©tante tati 
 
 
 
 
 
 
 

PRECISA-SE DE POETAS NA AMÉRICA LATINA

 

 

precisa-se de poetas na América Latina

precisa-se de poetas como precisa-se de vermute

fuzis de assalto

precisa-se de poetas na América Latina

precisa-se de poetas para

matar a fome com a ambivalência

de repulsivos moluscos bivalves

precisa-se de poetas na América Latina

com carta de apresentação

aos caudilhos precisa-se

quando a única via for

quando a corda no pescoço

servir de arrimo

precisa-se de poetas na América Latina

precisa-se de poetas como se um Sol anguloso

partisse

o edifício de fogo da ruína

 

 

 

 

 

 

PALINÓDIA

 

 

                            Para um jovem comunista

 

 

A primeira coisa que eu soube de você

é que estava morto.

Uma violência para os olhos

do poeta pequeno-burguês, mas

não como uma cegueira antes

como um mosaico

a visão das moscas

assim como atravessado

pela lança insuspeita do tempo

assim como um sonoro

"o que estou fazendo aqui?"

No entanto ainda

de pé

porque escamoteio o fundamental.

Mas ainda não seja hora

de abandonar o poema como

um último gesto de dignidade.

Peço antes desculpas

pela descoberta álacre, mas tardia

de que afinal o poema

não está tão longe da revolução

afinal eles se reconhecem pela

arcada dentária pelo

desvio imposto a duras penas

no fluxo diário das coisas visíveis

para que um vestígio luminoso

permita que o humano sofrimento

não vá além do suportável.

 

 

 

 

 

 

ÂNCORA

 

 

todas as coisas estragam-se de ter um nome

o meu melhor poema não foi o mais demorado

o meu melhor poema

todas as coisas estragam-se de ter um nome

não há ninguém que te valha a sombra

ou a arquitetura dos olhos (oblongo testemunho

da beleza — inatacável —

das nossas infinitas formas

de dar errado)

 

 

 

 

 

 

CARTA AO PAI

 

 

eu e meu pai temos em comum o gosto pelas fortalezas afirmativas

a certeza incontornável que se dá num átimo

de enorme poder concentracionário

o que significa que eu e meu pai temos em comum (uma farmácia)
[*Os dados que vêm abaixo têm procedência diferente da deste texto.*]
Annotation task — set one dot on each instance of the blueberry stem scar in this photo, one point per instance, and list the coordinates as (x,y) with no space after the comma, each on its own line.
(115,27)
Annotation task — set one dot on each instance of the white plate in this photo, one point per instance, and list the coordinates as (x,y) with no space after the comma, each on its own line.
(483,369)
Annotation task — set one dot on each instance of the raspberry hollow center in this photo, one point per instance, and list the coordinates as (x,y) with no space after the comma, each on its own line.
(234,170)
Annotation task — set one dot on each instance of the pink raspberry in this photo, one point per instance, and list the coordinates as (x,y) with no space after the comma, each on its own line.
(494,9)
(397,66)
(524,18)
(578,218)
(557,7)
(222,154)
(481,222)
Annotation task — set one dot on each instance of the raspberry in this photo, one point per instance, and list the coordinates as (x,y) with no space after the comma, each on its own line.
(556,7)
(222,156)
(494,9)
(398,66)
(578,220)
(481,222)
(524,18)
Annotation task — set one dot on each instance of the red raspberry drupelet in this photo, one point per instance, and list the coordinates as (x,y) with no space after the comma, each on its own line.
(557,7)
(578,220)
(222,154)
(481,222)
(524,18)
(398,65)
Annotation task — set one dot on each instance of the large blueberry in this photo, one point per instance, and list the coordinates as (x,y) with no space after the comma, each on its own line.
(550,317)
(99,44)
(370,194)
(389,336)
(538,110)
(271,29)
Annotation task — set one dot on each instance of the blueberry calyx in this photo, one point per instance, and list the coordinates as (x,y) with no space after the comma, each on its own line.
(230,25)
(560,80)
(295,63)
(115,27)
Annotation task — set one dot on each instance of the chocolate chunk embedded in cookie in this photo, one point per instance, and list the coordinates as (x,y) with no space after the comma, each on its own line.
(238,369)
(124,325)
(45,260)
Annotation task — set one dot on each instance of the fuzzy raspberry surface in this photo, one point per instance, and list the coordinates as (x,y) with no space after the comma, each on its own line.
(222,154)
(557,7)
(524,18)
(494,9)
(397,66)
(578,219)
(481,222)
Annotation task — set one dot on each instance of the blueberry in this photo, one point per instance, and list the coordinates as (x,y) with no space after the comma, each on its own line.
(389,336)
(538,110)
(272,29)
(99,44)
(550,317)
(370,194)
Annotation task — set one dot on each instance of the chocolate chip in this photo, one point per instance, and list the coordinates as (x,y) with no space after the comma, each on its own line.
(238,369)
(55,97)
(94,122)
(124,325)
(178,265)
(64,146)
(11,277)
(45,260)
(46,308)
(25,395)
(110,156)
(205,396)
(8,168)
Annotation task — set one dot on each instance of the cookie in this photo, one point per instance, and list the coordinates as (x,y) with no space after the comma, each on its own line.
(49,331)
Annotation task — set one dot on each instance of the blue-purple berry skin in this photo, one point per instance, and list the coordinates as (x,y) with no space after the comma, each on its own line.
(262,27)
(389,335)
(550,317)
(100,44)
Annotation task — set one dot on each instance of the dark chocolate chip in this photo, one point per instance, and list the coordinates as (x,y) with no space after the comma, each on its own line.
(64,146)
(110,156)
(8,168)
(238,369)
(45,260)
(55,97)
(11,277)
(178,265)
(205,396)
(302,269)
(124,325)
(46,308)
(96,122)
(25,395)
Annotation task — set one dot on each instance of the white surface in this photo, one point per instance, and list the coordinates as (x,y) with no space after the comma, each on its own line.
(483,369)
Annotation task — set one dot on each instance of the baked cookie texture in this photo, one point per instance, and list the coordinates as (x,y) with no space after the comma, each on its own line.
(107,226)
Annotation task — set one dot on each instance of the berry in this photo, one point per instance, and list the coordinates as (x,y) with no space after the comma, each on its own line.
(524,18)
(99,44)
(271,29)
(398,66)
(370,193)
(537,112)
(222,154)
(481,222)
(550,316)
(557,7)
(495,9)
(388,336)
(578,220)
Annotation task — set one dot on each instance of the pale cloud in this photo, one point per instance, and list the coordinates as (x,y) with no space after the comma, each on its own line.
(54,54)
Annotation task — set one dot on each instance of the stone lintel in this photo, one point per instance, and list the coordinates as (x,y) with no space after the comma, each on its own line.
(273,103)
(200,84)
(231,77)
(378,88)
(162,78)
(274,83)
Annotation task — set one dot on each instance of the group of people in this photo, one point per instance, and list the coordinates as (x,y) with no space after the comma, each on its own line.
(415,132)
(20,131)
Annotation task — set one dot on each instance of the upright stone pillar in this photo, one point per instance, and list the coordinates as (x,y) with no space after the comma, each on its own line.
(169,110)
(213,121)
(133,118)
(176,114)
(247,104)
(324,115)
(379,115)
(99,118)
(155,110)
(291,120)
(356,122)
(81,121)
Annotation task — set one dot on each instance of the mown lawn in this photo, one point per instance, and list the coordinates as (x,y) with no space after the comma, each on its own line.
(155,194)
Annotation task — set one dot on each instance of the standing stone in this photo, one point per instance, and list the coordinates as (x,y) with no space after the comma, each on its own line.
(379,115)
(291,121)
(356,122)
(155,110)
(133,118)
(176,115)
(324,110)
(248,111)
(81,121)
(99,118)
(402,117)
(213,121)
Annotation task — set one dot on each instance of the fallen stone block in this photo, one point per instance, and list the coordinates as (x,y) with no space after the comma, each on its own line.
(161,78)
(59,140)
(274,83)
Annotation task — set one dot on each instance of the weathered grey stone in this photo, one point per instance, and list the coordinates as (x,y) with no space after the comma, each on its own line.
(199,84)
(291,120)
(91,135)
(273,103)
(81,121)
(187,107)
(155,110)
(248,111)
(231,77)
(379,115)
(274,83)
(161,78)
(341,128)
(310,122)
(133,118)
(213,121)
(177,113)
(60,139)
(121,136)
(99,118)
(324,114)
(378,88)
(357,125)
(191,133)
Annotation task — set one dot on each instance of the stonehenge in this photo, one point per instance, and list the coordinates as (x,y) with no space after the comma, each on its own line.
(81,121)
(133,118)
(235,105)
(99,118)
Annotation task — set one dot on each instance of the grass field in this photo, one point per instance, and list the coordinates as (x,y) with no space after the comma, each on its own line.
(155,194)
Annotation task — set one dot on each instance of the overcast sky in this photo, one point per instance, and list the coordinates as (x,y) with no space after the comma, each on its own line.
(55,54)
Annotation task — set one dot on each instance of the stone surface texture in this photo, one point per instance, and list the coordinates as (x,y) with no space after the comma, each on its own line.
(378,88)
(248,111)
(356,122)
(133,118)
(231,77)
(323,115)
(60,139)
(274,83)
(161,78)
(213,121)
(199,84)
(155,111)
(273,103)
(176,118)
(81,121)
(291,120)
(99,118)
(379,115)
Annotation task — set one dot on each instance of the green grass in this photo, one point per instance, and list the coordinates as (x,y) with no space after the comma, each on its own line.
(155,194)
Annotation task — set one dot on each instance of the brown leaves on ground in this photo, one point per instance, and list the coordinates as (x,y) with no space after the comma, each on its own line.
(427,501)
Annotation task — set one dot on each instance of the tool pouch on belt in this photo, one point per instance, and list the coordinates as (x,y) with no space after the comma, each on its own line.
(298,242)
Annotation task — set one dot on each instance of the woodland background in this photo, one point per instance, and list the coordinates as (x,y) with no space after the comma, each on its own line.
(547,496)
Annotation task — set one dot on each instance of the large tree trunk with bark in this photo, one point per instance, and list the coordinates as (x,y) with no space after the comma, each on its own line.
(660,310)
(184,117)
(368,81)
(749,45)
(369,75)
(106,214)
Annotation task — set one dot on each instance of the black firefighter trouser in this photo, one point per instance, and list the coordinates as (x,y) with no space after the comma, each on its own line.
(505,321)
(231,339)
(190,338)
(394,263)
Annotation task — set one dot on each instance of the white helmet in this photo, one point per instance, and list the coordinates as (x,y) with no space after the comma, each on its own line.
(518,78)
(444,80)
o que significa que o meu pai

essa semana quer o uísque mais caro e reina sobre esta terra

e na semana que vem quer o projétil mais caro para

mirar delicadamente no epicentro da cabeça

o meu pai não sabe que o corpo é iniludível o corpo

tem sempre razão e, portanto, não se preocupe, pai

quando estivermos atônitos em queda livre

ou atados à areia bruta que mora

no fundo do buraco negro ou de algum outro

acidente cósmico muito denso e oclusivo

embalado a vácuo poço sem fundo e apneia originária

quando de repente pensarmos: "daqui não há

homem que se levante", não se preocupe

— é aí que mora a linguagem

 

 

 

 

 

 

TAXIDERMIAS

 

 

                            Para o Frederico Klumb, por ocasião do tropeço-comum

                            na Flauta-Vértebra 

 

que tenho eu com a gênese da beleza

tempestade de aço

se tens meu corpo e todos os seus agudos sinais

angústia dúplice

quantos nomes serão necessários

para que não tomes mais os meus órgãos

de assalto, para que não sejas o invólucro

impiedoso de todas as noites

para que não venças em teu propósito de minha

implosão fragmentária

quantos nomes serão necessários para que tuas dobras

não ultrapassem a vertigem comum dos dedos

Vênus tripartite, convocação ao delírio e à

sutura, assim não, mulher, você desata

uma música diferente de todas as outras (minha)

— Shostakóvitch? Por que tão agressiva

se inevitável, quem te adivinha a escala cromática

para que teu incômodo cumpra a inscrição

visível em minha pele

e eu te reconstitua — palha a palha —

com todo o teu direito a uma constelação

do desassossego?

 

 

 

 

 

 

VOZ

 

 

                            Para a Alice

 

 

Costuro a noite em tuas costas

— rapto —

a recusa de toda parecença

— (inconsútil) vem, imagem

para o arranque para

o que é música e seu contrário

talho (furtivo), nome

quero-te vivo

 

fantasma espelho cantante

 

 

setembro, 2019

 

 

Alice Vieira mora em Belo Horizonte desde 2009. É graduada em Letras pela UFMG e mestre em Estudos Literários pela mesma universidade. Possui poemas publicados nas revistas "Em Tese" (2018) e "Gueto" (2018). Publicou, em outubro de 2018, seu primeiro livro de versos, intitulado {Open Source}, pela Editora Penalux. Em 2019, fez parte da coletânea Poemas Reunidos I, da revista portuguesa "A Bacana".